Written by Jerry Ratzlaff on . Posted in Dimensionless Numbers

Piping geometry factor, abbreviated as $$F_p$$, a dimensionless number, is the pressure and velocity changes caused by fittings such as bends, expanders, reducers, tees, and Y's if directly conected to the valve.

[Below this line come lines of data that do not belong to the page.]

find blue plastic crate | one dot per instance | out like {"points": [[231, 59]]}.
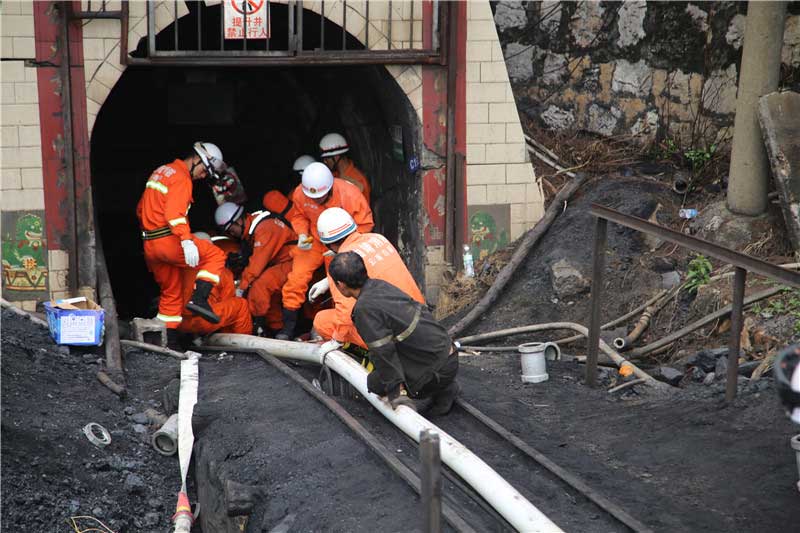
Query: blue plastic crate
{"points": [[84, 326]]}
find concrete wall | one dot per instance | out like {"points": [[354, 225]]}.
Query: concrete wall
{"points": [[616, 68]]}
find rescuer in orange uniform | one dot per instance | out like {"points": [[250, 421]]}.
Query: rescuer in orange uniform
{"points": [[233, 312], [270, 242], [317, 192], [333, 148], [338, 231], [168, 244]]}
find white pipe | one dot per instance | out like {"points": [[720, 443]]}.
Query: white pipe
{"points": [[518, 511], [182, 519], [165, 440]]}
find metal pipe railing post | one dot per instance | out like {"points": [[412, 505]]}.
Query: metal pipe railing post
{"points": [[734, 345], [598, 265], [431, 481]]}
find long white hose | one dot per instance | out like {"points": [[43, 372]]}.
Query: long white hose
{"points": [[517, 510], [186, 402]]}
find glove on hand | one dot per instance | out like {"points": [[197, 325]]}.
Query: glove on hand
{"points": [[304, 241], [190, 253], [329, 346], [318, 289]]}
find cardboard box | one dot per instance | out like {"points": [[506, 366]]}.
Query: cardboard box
{"points": [[76, 321]]}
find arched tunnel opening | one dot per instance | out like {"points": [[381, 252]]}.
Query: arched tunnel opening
{"points": [[262, 117]]}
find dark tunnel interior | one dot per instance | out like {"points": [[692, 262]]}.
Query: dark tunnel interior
{"points": [[262, 118]]}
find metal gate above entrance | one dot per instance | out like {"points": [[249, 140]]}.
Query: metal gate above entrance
{"points": [[260, 32]]}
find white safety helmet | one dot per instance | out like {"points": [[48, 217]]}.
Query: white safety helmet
{"points": [[334, 224], [226, 214], [317, 180], [302, 162], [211, 156], [333, 144]]}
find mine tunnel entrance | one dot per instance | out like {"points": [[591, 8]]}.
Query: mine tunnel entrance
{"points": [[262, 118]]}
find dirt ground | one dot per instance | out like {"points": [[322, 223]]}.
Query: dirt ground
{"points": [[683, 464], [261, 430], [688, 463], [51, 472]]}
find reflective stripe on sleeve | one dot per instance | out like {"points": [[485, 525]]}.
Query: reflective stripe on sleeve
{"points": [[158, 186], [208, 276], [169, 318], [380, 342]]}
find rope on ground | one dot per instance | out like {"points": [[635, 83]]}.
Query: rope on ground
{"points": [[152, 348], [8, 305]]}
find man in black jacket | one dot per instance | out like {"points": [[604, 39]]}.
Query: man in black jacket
{"points": [[412, 353]]}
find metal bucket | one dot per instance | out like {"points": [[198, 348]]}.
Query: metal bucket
{"points": [[533, 357]]}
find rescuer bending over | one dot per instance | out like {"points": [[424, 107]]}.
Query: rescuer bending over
{"points": [[412, 353], [317, 191], [270, 243], [338, 231], [169, 247]]}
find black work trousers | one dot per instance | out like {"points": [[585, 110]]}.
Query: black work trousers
{"points": [[439, 379]]}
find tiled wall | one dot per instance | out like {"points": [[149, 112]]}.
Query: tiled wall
{"points": [[20, 143], [498, 168]]}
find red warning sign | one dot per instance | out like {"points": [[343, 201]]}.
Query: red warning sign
{"points": [[251, 16]]}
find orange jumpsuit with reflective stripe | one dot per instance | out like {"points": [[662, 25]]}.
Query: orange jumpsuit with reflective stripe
{"points": [[234, 315], [272, 242], [352, 174], [304, 220], [164, 204], [382, 262]]}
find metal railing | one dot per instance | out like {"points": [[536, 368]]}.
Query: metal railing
{"points": [[741, 262], [206, 43]]}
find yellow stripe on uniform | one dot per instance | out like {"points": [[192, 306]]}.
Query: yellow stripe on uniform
{"points": [[169, 318], [208, 276], [158, 186]]}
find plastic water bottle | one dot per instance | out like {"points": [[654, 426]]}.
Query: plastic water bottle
{"points": [[469, 270]]}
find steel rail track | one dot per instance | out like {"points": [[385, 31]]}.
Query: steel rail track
{"points": [[405, 472], [450, 514]]}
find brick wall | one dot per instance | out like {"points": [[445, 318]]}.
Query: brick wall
{"points": [[498, 168]]}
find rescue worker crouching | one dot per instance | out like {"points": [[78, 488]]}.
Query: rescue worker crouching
{"points": [[270, 242], [169, 247], [318, 191], [233, 311], [333, 148], [412, 353], [338, 231]]}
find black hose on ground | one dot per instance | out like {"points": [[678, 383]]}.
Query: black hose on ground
{"points": [[531, 238]]}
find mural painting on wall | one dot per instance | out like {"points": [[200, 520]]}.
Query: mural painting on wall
{"points": [[489, 227], [24, 256]]}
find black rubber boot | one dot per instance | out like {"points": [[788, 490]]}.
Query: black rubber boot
{"points": [[198, 305], [260, 326], [400, 397], [443, 400], [289, 323]]}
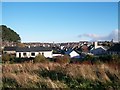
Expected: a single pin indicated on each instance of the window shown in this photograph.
(42, 53)
(32, 54)
(24, 54)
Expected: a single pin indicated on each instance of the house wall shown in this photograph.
(98, 51)
(9, 52)
(47, 54)
(74, 54)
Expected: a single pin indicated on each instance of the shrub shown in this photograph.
(39, 58)
(5, 58)
(63, 59)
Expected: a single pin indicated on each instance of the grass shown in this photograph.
(54, 75)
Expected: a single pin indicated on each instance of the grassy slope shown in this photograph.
(54, 75)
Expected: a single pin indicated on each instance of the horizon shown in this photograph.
(63, 21)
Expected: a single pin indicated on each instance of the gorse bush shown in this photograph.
(39, 58)
(5, 58)
(62, 59)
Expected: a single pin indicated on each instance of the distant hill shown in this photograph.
(9, 35)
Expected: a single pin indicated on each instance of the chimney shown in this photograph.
(29, 46)
(95, 45)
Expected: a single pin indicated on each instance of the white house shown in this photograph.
(10, 50)
(98, 50)
(27, 52)
(73, 54)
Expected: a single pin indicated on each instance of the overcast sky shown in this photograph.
(62, 22)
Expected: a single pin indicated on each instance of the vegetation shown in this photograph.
(62, 59)
(9, 34)
(39, 58)
(5, 58)
(55, 75)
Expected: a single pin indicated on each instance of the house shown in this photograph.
(10, 50)
(73, 53)
(98, 50)
(115, 49)
(27, 52)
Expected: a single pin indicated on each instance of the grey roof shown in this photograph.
(32, 49)
(115, 48)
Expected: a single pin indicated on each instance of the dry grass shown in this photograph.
(28, 74)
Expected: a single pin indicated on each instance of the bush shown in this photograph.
(63, 59)
(39, 58)
(5, 58)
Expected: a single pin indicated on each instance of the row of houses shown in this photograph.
(27, 52)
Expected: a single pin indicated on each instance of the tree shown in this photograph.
(39, 58)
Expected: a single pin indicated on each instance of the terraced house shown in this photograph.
(27, 52)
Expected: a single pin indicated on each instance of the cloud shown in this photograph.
(95, 37)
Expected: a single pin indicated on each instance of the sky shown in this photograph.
(62, 21)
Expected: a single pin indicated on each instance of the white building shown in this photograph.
(27, 52)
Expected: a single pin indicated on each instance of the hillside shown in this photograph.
(9, 35)
(54, 75)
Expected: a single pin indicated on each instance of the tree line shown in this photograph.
(9, 35)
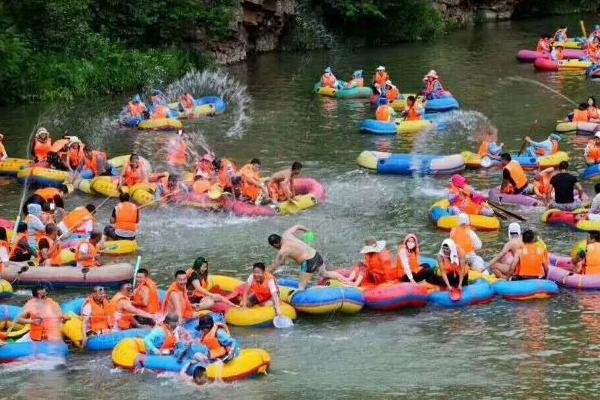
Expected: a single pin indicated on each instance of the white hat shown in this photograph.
(463, 219)
(373, 246)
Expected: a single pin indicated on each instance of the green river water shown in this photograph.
(544, 349)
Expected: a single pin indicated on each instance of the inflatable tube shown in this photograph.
(532, 55)
(11, 166)
(374, 127)
(43, 177)
(6, 290)
(478, 293)
(392, 296)
(580, 128)
(160, 124)
(322, 299)
(572, 280)
(473, 160)
(528, 289)
(592, 173)
(444, 220)
(127, 354)
(408, 164)
(542, 64)
(32, 351)
(352, 93)
(111, 275)
(517, 199)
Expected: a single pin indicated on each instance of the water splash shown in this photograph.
(540, 84)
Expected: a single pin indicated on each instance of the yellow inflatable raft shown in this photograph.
(11, 166)
(160, 124)
(443, 220)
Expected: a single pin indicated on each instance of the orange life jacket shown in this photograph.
(383, 113)
(380, 266)
(48, 193)
(132, 176)
(261, 290)
(462, 237)
(452, 268)
(592, 259)
(48, 328)
(54, 254)
(160, 111)
(76, 217)
(412, 113)
(517, 174)
(126, 216)
(413, 263)
(125, 319)
(210, 340)
(188, 310)
(177, 153)
(94, 163)
(531, 261)
(392, 94)
(153, 296)
(249, 176)
(41, 150)
(92, 253)
(101, 316)
(328, 80)
(381, 77)
(580, 115)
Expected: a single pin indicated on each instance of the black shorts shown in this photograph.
(311, 266)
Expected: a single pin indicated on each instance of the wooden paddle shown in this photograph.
(505, 211)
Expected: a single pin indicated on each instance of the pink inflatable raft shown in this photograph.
(309, 191)
(532, 55)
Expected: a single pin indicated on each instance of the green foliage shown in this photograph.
(62, 49)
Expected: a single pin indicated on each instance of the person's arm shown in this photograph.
(156, 335)
(405, 264)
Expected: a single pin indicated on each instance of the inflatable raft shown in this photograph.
(11, 166)
(532, 55)
(375, 127)
(446, 221)
(580, 128)
(41, 176)
(352, 93)
(474, 160)
(408, 164)
(111, 275)
(478, 293)
(572, 280)
(528, 289)
(33, 351)
(129, 354)
(517, 199)
(543, 64)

Piping Geometry Factor Formula

$$\large{ F_p = \frac{1}{ \sqrt{1\;+\;\frac{\Sigma K}{0.00214} \; \left( \frac{C_v}{d^2} \right)^2 } } }$$

Where:

$$\large{ F_p }$$ = piping geometry factor

$$\large{ d }$$ = nominal valve size

$$\large{ C_v }$$ = flow coefficient

$$\large{ \Sigma K }$$ = algebraic sum

Solve for:

$$\large{ \Sigma K = K_1 + K_2 + K_{B1} + K_{B2} }$$

$$\large{ \Sigma K }$$ is the algebraic sum of the velocity head loss coefficient for all the fittings that are attached to the valve.

Where:

$$\large{ K_1 }$$ = resistance coefficient of upstream fittings

$$\large{ K_2 }$$ = resistance coefficient of downstream fittings

$$\large{ K_{B1} }$$ = inlet Bernoulli coefficient

$$\large{ K_{B2} }$$ = outlet Bernoulli coefficient

$$\large{ d }$$ = nominal valve size

$$\large{ D }$$ = pipe inside diameter (ID)

Solve for:

$$\large{ K_1 = 0.5 ;\ \left( 1 - \frac{d^2}{D^2} \right)^2 }$$     (inlet expander/reducer)

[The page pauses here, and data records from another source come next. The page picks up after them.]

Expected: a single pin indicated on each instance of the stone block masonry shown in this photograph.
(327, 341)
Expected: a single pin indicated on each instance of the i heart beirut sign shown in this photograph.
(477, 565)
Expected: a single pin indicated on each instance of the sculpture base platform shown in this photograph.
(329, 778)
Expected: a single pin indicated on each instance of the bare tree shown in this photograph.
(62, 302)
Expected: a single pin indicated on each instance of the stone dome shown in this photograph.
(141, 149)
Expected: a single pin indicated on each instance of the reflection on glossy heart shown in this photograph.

$$\large{ K_1 = 1.0 \; \left( 1 - \frac{d^2}{D^2} \right)^2 }$$     (outlet expander/reducer)

$$\large{ K_1 + K_1 = 1.5 \; \left( 1 - \frac{d^2}{D^2} \right)^2 }$$     (for a valve installed between identical expander/reducer)

$$\large{ K_{B1} }$$ or $$\large{ K_{B2} = 1 - \left( \frac{d}{D} \right)^4 }$$

$$\large{ K_{B1} }$$ or $$\large{ K_{B2} }$$ are only used when the diameter of the piping approaching the valve is different from the diameter of the piping leaving the valve.